Introduction

Abnormal placentation, which broadly comprises placenta previa, accreta, increta, and percreta, is a leading cause of massive peripartum hemorrhage [1]. It frequently leads to emergency hysterectomies, surgical manipulation of organs adjacent to the uterus (ureter and bladder), respiratory distress syndrome, kidney failure, and even death [2, 3]. Blood loss in cesarean sections among patients with placental accreta can vary from 3,000 to 5,000 mL [4]. These conditions have been associated with significant maternal morbidity and mortality, and their occurrence has been reported to be increasing in recent decades [1, 5, 6].

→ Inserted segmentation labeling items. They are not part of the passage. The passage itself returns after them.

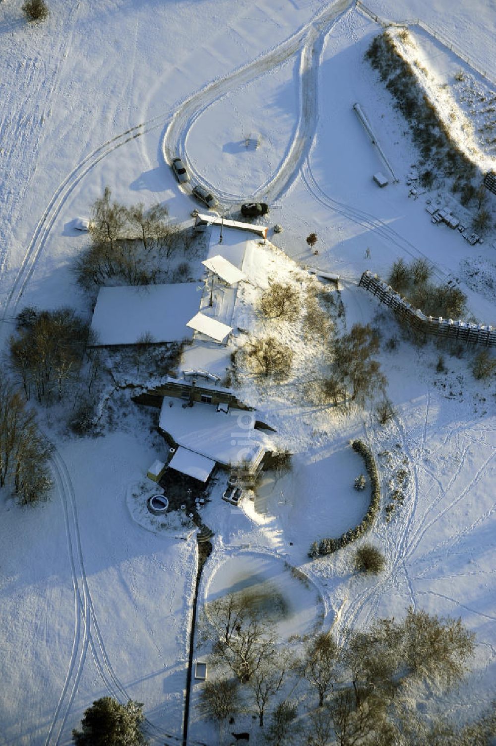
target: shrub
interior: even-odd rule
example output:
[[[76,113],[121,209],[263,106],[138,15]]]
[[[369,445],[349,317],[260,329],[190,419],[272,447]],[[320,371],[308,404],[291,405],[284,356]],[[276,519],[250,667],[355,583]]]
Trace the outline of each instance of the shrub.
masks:
[[[28,21],[45,21],[49,12],[45,0],[25,0],[22,4],[22,13]]]
[[[362,489],[365,489],[366,483],[367,480],[365,477],[365,474],[360,474],[358,475],[358,477],[357,477],[355,480],[354,488],[355,489],[357,489],[359,492],[360,492]]]
[[[271,283],[262,295],[260,308],[268,316],[294,319],[300,311],[300,293],[292,285]]]
[[[386,424],[390,419],[392,419],[396,414],[396,410],[388,398],[384,398],[377,404],[375,408],[375,413],[381,424]]]
[[[355,554],[355,568],[359,572],[378,574],[384,569],[384,555],[371,544],[364,544]]]
[[[472,374],[477,380],[492,378],[496,372],[496,360],[489,350],[483,350],[474,359]]]

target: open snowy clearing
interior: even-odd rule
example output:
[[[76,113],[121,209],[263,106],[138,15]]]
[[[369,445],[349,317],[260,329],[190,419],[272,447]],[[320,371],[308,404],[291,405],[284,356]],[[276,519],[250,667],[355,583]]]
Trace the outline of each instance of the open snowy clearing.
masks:
[[[495,80],[494,8],[469,4],[370,2],[381,16],[421,18],[456,39]],[[431,225],[427,195],[408,198],[404,178],[416,155],[389,95],[362,61],[380,29],[354,9],[340,15],[348,5],[53,0],[47,23],[28,28],[13,3],[2,2],[2,341],[25,304],[66,304],[89,315],[70,269],[85,241],[72,221],[87,214],[105,184],[127,204],[166,201],[175,219],[190,220],[193,202],[163,160],[175,151],[193,184],[198,175],[223,207],[236,208],[248,194],[280,206],[271,225],[285,231],[271,238],[345,278],[348,326],[380,310],[354,286],[365,269],[383,274],[399,256],[424,255],[439,281],[460,279],[474,316],[494,322],[496,236],[472,248],[457,232]],[[431,42],[422,49],[436,85],[459,66]],[[380,162],[352,110],[357,101],[400,176],[385,190],[371,181]],[[262,135],[254,151],[239,145],[252,131]],[[305,243],[310,231],[318,257]],[[387,319],[380,324],[385,338],[398,333]],[[228,351],[203,354],[220,369]],[[366,413],[347,419],[298,403],[283,386],[257,402],[260,418],[296,452],[293,471],[267,482],[258,505],[246,497],[241,510],[231,509],[219,495],[206,505],[216,537],[205,571],[215,580],[215,568],[228,561],[226,547],[268,548],[274,562],[304,565],[323,596],[327,627],[340,612],[339,634],[378,615],[401,615],[410,604],[461,616],[477,633],[477,656],[448,709],[456,713],[468,701],[475,714],[496,691],[494,386],[473,380],[470,355],[445,355],[448,372],[436,374],[438,354],[403,341],[383,351],[398,411],[384,429]],[[249,382],[245,392],[253,395]],[[86,707],[107,694],[143,702],[153,742],[177,742],[196,547],[194,537],[174,539],[172,528],[145,530],[126,503],[130,486],[160,457],[156,442],[137,417],[132,434],[117,427],[94,440],[68,441],[49,413],[43,421],[57,446],[51,501],[30,510],[10,500],[0,505],[0,743],[68,744]],[[362,514],[365,498],[352,489],[362,468],[346,445],[356,436],[389,454],[378,460],[386,495],[398,471],[408,472],[403,505],[372,535],[387,556],[374,583],[353,576],[353,546],[313,563],[307,557],[324,529],[337,535]]]

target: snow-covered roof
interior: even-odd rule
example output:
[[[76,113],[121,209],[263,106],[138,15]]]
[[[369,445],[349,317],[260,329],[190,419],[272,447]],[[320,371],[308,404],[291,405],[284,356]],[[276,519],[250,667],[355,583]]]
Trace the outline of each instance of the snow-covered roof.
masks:
[[[159,427],[184,448],[225,466],[236,466],[257,463],[271,448],[266,433],[254,429],[253,412],[236,407],[219,412],[213,404],[183,404],[180,399],[165,396]]]
[[[201,482],[207,481],[215,466],[216,462],[212,459],[180,445],[169,463],[169,468],[186,474],[188,477],[193,477]]]
[[[233,264],[218,254],[211,259],[206,259],[201,263],[204,266],[210,269],[211,272],[218,275],[219,277],[227,282],[229,285],[234,285],[236,282],[246,280],[246,275],[240,269],[235,267]]]
[[[251,233],[257,233],[258,236],[261,236],[263,238],[266,238],[267,236],[266,225],[242,223],[239,220],[228,220],[227,218],[219,218],[215,215],[205,215],[198,213],[195,221],[195,225],[198,225],[198,223],[201,222],[210,223],[211,225],[222,225],[223,228],[236,228],[238,231],[249,231]]]
[[[190,329],[194,329],[195,331],[210,336],[216,342],[224,342],[227,335],[233,330],[232,327],[227,326],[227,324],[222,324],[200,311],[188,322],[186,326],[189,327]]]
[[[98,345],[135,345],[144,335],[157,342],[191,339],[186,322],[198,310],[196,283],[101,287],[91,321]]]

Recently prophylactic hypogastric artery occlusion has been introduced to decrease intraoperative blood loss in patients at high risk for peripartum hemorrhage [4, 7]. The procedure consists of bilateral placement of embolizing materials and/or balloon catheters by way of the femoral arteries under fluoroscopic guidance. The literature offers evidence on the utility of preoperative placement of hypogastric artery catheters in decreasing blood loss and improving surgical outcomes [4, 7]. However, radiation exposure to the fetus and uterus during preoperative placement of balloon catheters or angiocatheters remains controversial. In addition, detailed data on fetal radiation exposure and maternal radiation exposure to the uterus have not been reported. Furthermore, transfer of the patient from the angiography suite to an operating room after prophylactic catheter placement will increase the complexity and risk of the procedure, particularly in unstable patients [8].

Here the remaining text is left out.